Sejenak langkah Lyra terhenti mendengar perkataan Ares tadi. Entah kenapa tiba-tiba ucapan Shera terlintas di pikirannya, yang mengatakan dia harus memberanikan diri bicara dengan Ares untuk mengetahui niat pria itu.
Melihat Lyra yang terdiam disana, Ares segera mengambil kesempatan untuk mendekat ke arah gadis itu, namun dia tetap menjaga jarak karena dia tidak ingin membuat Lyra ketakutan.
“ Lyra a-aku minta maaf, sungguh aku menyesal. Walaupun aku tahu kata maaf ini tidak akan mengembalikan keadaan tapi aku tetap aku ingin minta maaf padamu ”
Lyra masih terdiam, dia tidak bergeming hanya air mata yang mengalir membanjiri wajahnya.
“ Maaf karena keegoisanku kau harus mengalami semua ini, aku tidak tahu cara untuk mendapatkan pengampunanmu. Tapi aku berjanji aku akan membebaskanmu dari semua ini ” jelas Ares dengan penuh sesal.
Sedikit demi sedikit isakan Lyra mulai terdengar walaupun dengan sebisanya di tahan olehnya. Ares tidak tahu harus berbuat apa untuk menenangkan gadis itu.
“ Jalan keluar apa yang Anda maksud? ” ucap Lyra sinis.
“ Aku akan membebaskanmu dari pernikahan ini. Aku akan menceraikanmu kau tidak perlu khawatir mengenai surat perjanjian itu lagi ”
Dia adalah seorang ber*ngs*k tak tahu malu, setelah dia merebut semuanya dariku, mengabaikanku lalu membuangku seperti sampah. Aku tahu sejak awal bahwa dia pasti melakukan ini, batin Lyra.
“ Menurutmu aku akan senang dan dengan segera mengucapkan terima kasih pada Anda setelah mengatakan ini, bagaimana denganku?! apa yang tersisa dariku sekarang?! masa depan seperti apa yang akan ku miliki sekarang?! ” pekik Lyra amarahnya memuncak sekarang.

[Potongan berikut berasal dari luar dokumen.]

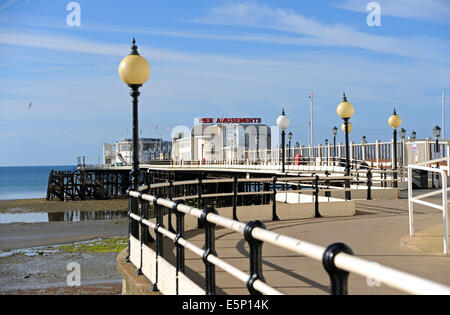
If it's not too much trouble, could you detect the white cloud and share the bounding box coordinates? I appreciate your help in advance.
[336,0,450,25]
[0,0,17,11]
[191,3,450,61]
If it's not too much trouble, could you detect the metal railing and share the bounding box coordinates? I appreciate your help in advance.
[128,183,450,295]
[408,158,450,255]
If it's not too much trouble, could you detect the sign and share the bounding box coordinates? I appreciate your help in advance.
[199,118,262,124]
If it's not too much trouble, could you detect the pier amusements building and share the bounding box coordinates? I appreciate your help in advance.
[172,118,271,164]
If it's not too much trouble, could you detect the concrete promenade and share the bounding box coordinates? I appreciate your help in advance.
[145,198,450,295]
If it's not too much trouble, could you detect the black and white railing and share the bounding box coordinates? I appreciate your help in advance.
[128,185,450,295]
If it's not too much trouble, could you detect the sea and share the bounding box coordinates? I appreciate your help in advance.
[0,165,76,200]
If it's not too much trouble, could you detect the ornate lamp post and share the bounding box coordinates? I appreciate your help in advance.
[288,132,292,163]
[202,143,205,164]
[433,126,441,153]
[331,126,337,164]
[433,126,441,187]
[277,109,291,173]
[336,93,355,200]
[388,109,402,188]
[119,38,150,266]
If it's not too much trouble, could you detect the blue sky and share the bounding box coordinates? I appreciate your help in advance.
[0,0,450,166]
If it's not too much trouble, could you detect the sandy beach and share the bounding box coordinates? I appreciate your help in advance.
[0,199,128,294]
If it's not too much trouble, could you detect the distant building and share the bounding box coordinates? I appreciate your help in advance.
[103,138,172,166]
[172,118,271,164]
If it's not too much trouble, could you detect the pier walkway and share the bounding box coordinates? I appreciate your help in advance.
[120,198,450,295]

“ Aku minta maaf, ini memang tidak bisa mengembalikan sesuatu yang berharga yang telah ku rebut darimu, tapi aku akan menjamin kau dapat menjalani kehidupanmu dengan baik di masa depan. Kau tidak perlu khawatir aku akan tetap membiayai panti dan semua keperluanmu ”
“ Arghh UANG! UANG! UANG! Lagi-lagi kalian menganggap semua akan selesai dengan uang! aku muak! aku tidak butuh semua itu! ” teriak Lyra dia menyugar kasar rambutnya bentuk pemberontakannya terhadap tindakan Ares yang sedari tadi menurutnya bukan seperti permintaan maaf tapi hanya penghinaan.
“ Tidak aku tidak bermaksud seperti itu ” sangkal Ares. Dia benar-benar bingung harus berbuat apa, hatinya begitu sakit melihat tangisan frustasi gadis itu.
Lyra mundur perlahan, tangisnya mulai pecah. Dia tidak sanggup menerima bahwa setelah semua ini, dia hanya akan di anggap sebagai sesuatu yang dapat di buang begitu saja, setelah mereka tidak tertarik lagi dengannya.
“ Ini ”
“ Kau?! BAJ*NG*N!!”
"**Siapapun yang bisa membuatmu marah, bisa mengendalikanmu." - Lamine Pearl Heart.